An 8xH100 box on RunPod costs around $20/hour. If you're iterating seriously, that adds up fast, and the FAQ acknowledges this tension without fully resolving it. You're allowed to tune hyperparameters across many runs (that's fine), but OpenAI reserves the right to disqualify submissions that feel like they're sneaking in external compute, like brute-forcing seeds. The line between extensive hyperparameter search and unfair external compute is, by their own admission, blurry.
Does this matter beyond recruiting?
Maybe. The techniques that win here, extreme model compression, efficient tokenization, creative use of quantization, do have real applications. Running useful models on edge devices, phones, embedded systems, that requires exactly this kind of engineering.

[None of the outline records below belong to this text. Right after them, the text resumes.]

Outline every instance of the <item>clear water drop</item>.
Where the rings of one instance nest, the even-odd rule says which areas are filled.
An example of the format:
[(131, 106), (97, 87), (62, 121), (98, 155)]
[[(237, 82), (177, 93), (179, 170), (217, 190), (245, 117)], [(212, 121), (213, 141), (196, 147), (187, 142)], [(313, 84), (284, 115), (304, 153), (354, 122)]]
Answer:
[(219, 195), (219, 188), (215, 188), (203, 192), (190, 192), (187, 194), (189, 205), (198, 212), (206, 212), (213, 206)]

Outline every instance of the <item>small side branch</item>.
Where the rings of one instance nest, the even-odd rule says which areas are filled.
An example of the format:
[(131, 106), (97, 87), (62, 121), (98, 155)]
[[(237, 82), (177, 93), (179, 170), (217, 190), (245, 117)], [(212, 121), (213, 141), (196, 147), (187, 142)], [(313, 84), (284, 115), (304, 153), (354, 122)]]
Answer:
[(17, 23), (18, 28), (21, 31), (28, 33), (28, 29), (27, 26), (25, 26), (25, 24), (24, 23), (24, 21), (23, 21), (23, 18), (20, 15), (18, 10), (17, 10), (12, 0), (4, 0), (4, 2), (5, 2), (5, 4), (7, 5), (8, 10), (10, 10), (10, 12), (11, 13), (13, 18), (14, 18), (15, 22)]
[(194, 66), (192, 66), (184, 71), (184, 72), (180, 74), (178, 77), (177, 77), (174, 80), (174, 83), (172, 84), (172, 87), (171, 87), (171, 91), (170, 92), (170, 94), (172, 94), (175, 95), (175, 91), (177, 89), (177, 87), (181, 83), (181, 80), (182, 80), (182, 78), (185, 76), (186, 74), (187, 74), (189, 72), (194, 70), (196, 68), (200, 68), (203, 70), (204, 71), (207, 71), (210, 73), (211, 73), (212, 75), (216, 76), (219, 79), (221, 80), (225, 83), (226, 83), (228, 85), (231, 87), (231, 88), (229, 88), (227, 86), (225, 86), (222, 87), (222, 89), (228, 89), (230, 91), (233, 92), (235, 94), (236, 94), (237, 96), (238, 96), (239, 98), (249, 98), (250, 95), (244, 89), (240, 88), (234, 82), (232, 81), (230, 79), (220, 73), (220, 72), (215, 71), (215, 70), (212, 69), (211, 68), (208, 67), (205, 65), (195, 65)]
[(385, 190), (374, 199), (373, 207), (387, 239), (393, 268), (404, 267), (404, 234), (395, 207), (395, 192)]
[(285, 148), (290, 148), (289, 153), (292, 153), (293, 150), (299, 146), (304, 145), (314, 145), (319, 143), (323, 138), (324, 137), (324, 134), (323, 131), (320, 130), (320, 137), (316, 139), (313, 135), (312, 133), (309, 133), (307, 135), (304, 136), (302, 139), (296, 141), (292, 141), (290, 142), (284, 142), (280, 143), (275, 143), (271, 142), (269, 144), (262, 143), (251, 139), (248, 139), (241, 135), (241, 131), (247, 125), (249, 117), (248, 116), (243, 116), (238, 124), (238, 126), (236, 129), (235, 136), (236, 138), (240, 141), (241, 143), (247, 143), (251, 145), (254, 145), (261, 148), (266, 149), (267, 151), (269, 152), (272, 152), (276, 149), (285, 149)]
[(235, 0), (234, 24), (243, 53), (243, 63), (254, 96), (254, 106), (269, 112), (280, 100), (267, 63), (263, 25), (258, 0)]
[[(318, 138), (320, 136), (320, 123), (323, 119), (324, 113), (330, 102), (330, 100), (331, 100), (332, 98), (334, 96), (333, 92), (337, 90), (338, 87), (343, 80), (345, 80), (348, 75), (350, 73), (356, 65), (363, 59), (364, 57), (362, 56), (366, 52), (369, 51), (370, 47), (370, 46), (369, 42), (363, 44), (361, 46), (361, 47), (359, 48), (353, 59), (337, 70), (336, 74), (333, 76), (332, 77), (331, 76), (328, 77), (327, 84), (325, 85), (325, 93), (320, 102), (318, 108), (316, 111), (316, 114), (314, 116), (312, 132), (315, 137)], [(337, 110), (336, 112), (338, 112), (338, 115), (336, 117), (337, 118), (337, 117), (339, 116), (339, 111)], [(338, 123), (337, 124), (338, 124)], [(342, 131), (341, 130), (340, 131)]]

And the open submission format means the winning approaches will be public. All submissions go through GitHub PRs with full training logs, code, and writeups.
But I'd temper expectations about scientific breakthroughs. Optimizing a model to predict web text in 16MB is a constrained engineering puzzle. It rewards ingenuity, sure, but the skills transfer to frontier pretraining at 100B+ parameters is unclear. Chen's rocket ship analogy is apt in one sense: both involve efficiency under constraints. Whether building a bottle rocket teaches you to build a Saturn V is the part he leaves out.
The competition closes April 30th. Anyone 18 or older in OpenAI API-supported countries can participate. The Discord channels (#parameter-golf-discussions) are already active. First real submissions should start appearing within days.